For all of its exemplary work on the 1000 Smiles Kanabulemu Edition project, the Rotaract Club of Bugolobi was named the International Winner of the Rotaract Outstanding Project Award. Members will be honored at the Korea convention in June and will receive $500 to apply to a future project. The club will use it to help women suffering from fistula, says Munkudane.
Rotaract Outstanding Project Awards recognized other clubs for projects -- one in each of six regions and an international multidistrict project -- for their excellent humanitarian work.
International multidistrict project: Twelve Rotaract clubs from five districts in Turkey and Russia for the Just Like You With an (+1) Extra! project. Members collaborated with the Down Syndrome Association to organize training for children and adults with Down syndrome. Participants learned how to apply effective communication and cooperation strategies to improve their daily lives and hone job skills.
Asia Pacific: The Rotaract Club of Metro Cebu-CIT Chapter in the Philippines for Project WASHEd-UP, which transformed the lives of kids at Tagatay Elementary School in a remote area in the Philippines.
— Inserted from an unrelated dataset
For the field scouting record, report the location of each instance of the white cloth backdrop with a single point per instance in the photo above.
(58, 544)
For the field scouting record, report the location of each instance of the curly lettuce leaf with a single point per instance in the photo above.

Club members constructed a tank to safely store rainwater, taught the importance of hygiene and sanitation, and treated students who had skin infections and intestinal parasites.
South Asia: The Rotaract Club of The Caduceus in Maharashtra, India, for the Jana Swasthya Project. Members established a digital disease surveillance system to study epidemiological trends. Harnessing the power of mobile technology, they replaced a paper data-tracking system, allowing government officials and experts to access live data with a few clicks.
Europe, Middle East, Central Asia: The Rotaract Club of Istanbul-Dolmabahçe in Turkey for Still Child! Rotaractors organized conferences in rural areas, where local experts, psychologists, and doctors educated residents about how underage girls who are married are, statistically, undereducated and prone to medical and psychological problems.
Sub-Saharan Africa: The Rotaract Club of Lagune de Cotonou in Benin for Notre Bibliotheque. Rotaractors and Rotary members converted an abandoned building into a library for the nearly 400 children who attend Zogbadjè Primary Public School. Not only did Rotaractors design, fundraise, and implement construction plans, they stocked the new library with more than 500 books.
Latin America: The Rotaract Club of Nova Geração Itabaiana in Brazil for Projeto Sergipe. Rotaractors enrolled 100 students in literacy and professional development courses. The club developed a network of community partners and volunteers that donated meeting space for classes and lectures, developed training based on volunteers' professional expertise, and distributed educational materials and resources to students.
United States, Canada, and Caribbean: The Rotaract Club of Birmingham, Alabama, USA, for Ready 2 Succeed. The project t matches high school juniors and seniors with Rotaract mentors to better prepare students for college. Over 75 percent of the program's participants, many first-generation college students, have enrolled in college programs.